Right-of-Publicity Claims – The plaintiffs’ right-of-publicity claims are “expressly preempted by the Copyright Act because they are simply efforts to recast copyright claims under other legal rubrics,” Stability AI argues. And even if they were not preempted, the plaintiffs “offer no more than a bare recitation of the elements of such claims with cursory allegations that ‘Defendants’ (collectively, but neither individually nor with any specificity) somehow violated their rights of publicity.”
Additionally, Stability AI asserts that the plaintiffs fail here, as: (1) they do not sufficiently allege that Stability AI used their identities; (2) they do not allege sufficient identity use “on or in products” or for purposes of advertising, selling, or soliciting purchases; (3) they do not sufficiently allege that the defendants knowingly used their identities in a manner directly connected to a commercial purpose; and (4) their alleged injuries show that they were not injured by identity misappropriation
Unfair Competition Claims – These claims are similarly preempted, as the “unfair acts” that the plaintiffs allege are “expressly the same alleged acts of copyright infringement and DMCA violation for which the plaintiffs seek redress pursuant to their affirmative copyright and DMCA claims.”
Declaratory Judgment Claim – Finally, Stability AI claims that the plaintiffs’ “duplicative claim for declaratory relief is improper and serves no useful purpose” since it sees the plaintiffs seeking “a declaration that the defendants violated certain statutes and is facially duplicative of [their other claims], which pursue causes of action under each of those statutes.”

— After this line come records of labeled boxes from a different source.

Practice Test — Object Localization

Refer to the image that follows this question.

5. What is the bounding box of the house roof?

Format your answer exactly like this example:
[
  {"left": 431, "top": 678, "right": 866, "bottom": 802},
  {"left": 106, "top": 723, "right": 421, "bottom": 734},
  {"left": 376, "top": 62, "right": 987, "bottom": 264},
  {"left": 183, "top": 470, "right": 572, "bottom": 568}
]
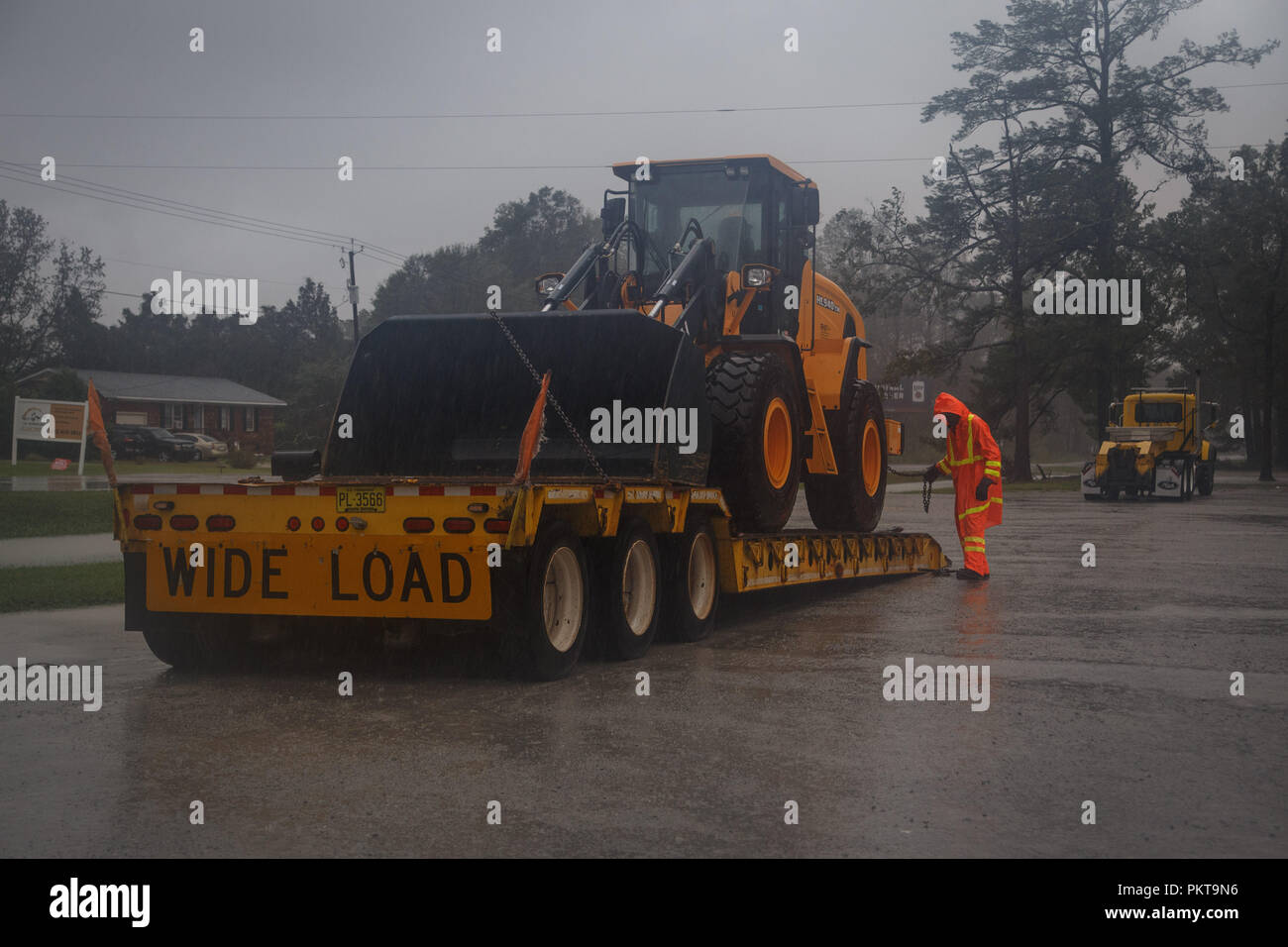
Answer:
[{"left": 20, "top": 368, "right": 286, "bottom": 407}]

THE BIGGER PICTURE: The plaintiffs’ suit – which centers on their allegation that Stability AI and co. “are using copies of the training images interconnected with their AI image [generators] to generate digital images and other output that are derived exclusively from the training images, and that add nothing new” – is among a number of cases targeting the companies behind headline-making AI generators. Does v. GitHub, et al. and Getty Images v. Stability AI come to mind on the copyright front, as does Thaler v. Perlmutter, the latter of which centers on the Copyright Office’s refusal to register an AI-generated artwork.
“These cases, along with others that are likely to emerge, will have a significant impact on the future of generative AI and its relationship with human creators,” Brooks Kushman PC’s Benjamin Stasa stated in a note. As the debate over generative AI and copyright continues, “There are several possible paths forward to resolve the tension between human creators and technology.” What is likely to be one of the primary paths forward (based on past business precedent) is the creation of “licensing deals negotiated between generative AI platforms and creators [under which] creators can have rights in negotiating how they want their intellectual property to be used and how they will be compensated and generative AI platforms can continue to innovate and create new works.”

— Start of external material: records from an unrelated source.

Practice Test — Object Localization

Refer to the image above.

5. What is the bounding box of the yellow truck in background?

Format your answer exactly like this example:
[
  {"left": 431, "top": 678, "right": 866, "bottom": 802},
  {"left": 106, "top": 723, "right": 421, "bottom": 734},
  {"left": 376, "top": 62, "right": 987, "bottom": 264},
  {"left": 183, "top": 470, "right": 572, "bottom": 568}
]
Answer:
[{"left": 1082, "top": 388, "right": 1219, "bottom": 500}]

“Ultimately, finding common ground through licensing agreements or other solutions will be essential for ensuring that generative AI and human creators can coexist, while still protecting the value and integrity of existing intellectual property,” Stasa asserts. “As the technology continues to evolve, it will be important for all stakeholders to work together to find a way forward that balances innovation with the rights of creators.”
The case is Sarah Anderson, et al., v. Stability AI LTD., et al., 3:23-cv-00201 (N.D. Cal.).